When Abram was ninety-nine years old, the Lord appeared to Abram and said to him, “I am Almighty God; walk before me and be blameless. And I will make My covenant between Me and you, and will multiply you exceedingly.” Then Abram fell on his face, and God talked with him, saying: “As for Me, behold, My covenant is with you, and you shall be a father of many nations. No longer shall your name be called Abram, but your name shall be Abraham; for I have made you a father of many nations. I will make you exceedingly fruitful; and I will make nations of you, and kings shall come from you. And I will establish My covenant between Me and you and your descendants after you in their generations, for an everlasting covenant, to be God to you and your descendants after you. Also I give to you and your descendants after you the land in which you are a stranger, all the land of Canaan, as an everlasting possession; and I will be their God.” And God said to Abraham: “As for you, you shall keep My covenant, you and your descendants after you throughout their generations.”

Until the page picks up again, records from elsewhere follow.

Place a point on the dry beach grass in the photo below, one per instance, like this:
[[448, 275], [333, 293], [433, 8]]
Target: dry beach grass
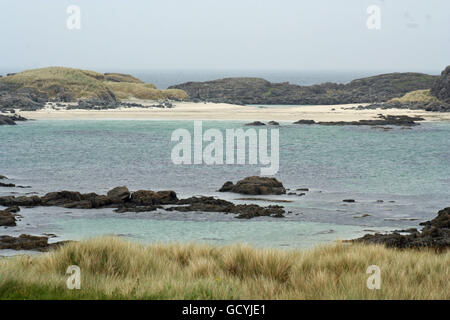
[[112, 268]]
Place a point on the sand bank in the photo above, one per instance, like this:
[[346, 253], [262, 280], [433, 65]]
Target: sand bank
[[221, 111]]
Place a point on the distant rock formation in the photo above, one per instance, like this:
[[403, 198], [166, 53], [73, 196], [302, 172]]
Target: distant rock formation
[[259, 91], [441, 88], [255, 186], [435, 234], [10, 120]]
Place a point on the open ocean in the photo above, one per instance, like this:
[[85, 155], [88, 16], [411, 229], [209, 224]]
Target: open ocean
[[407, 169]]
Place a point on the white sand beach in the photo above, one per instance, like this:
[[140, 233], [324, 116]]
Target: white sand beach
[[221, 111]]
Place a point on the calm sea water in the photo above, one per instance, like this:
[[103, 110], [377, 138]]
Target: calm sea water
[[408, 169]]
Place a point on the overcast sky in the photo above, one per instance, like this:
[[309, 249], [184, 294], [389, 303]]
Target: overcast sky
[[227, 34]]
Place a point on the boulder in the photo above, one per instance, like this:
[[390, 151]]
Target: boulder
[[119, 194], [7, 185], [435, 234], [28, 242], [255, 123], [305, 122], [211, 204], [441, 88], [24, 201], [149, 197], [61, 198], [255, 186], [144, 198], [7, 219]]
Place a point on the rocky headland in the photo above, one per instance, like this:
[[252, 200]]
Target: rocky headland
[[435, 234], [30, 90], [244, 91]]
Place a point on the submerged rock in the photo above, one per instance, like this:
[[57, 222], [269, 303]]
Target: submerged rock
[[401, 120], [7, 219], [28, 242], [10, 120], [119, 194], [255, 186], [255, 123], [211, 204], [435, 234], [7, 185]]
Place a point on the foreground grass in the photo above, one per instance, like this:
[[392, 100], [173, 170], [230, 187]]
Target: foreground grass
[[115, 269]]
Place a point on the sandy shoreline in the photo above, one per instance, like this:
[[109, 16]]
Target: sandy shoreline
[[221, 111]]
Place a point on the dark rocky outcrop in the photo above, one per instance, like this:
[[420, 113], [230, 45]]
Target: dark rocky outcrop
[[210, 204], [28, 242], [435, 234], [259, 91], [305, 122], [119, 194], [382, 120], [7, 219], [117, 197], [10, 120], [255, 123], [255, 186], [7, 185], [427, 106]]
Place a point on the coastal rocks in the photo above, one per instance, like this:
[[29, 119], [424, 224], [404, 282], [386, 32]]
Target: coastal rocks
[[255, 186], [259, 91], [7, 185], [441, 88], [10, 120], [435, 234], [119, 194], [7, 219], [117, 197], [148, 197], [210, 204], [255, 123], [22, 201], [401, 120], [28, 242], [305, 122]]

In this passage of Scripture, the covenant that is being enacted relies almost completely upon God. No less than eight times, the Lord tells Abram something that He will do for him. The only thing God asks of Abram is to keep the covenant; walk before God and be blameless. If Abram walks in obedience, there is great blessing ahead for not only himself, but all his descendants.
Notice in this passage that God does not inquire if Abram is able to do what is being asked. Rather, God begins by proclaiming to him that He will be Abram’s sufficiency and if Abram will walk before God, He will be enabled to keep the covenant. God would be sufficient for Abram’s every need. He would be Abram’s El Shaddai.
God never calls us to walk before Him and then disappears, leaving us to map out the best path to take by ourselves. Through the indwelling presence of the Holy Spirit, El Shaddai provides everything we need to walk the path which God is taking us.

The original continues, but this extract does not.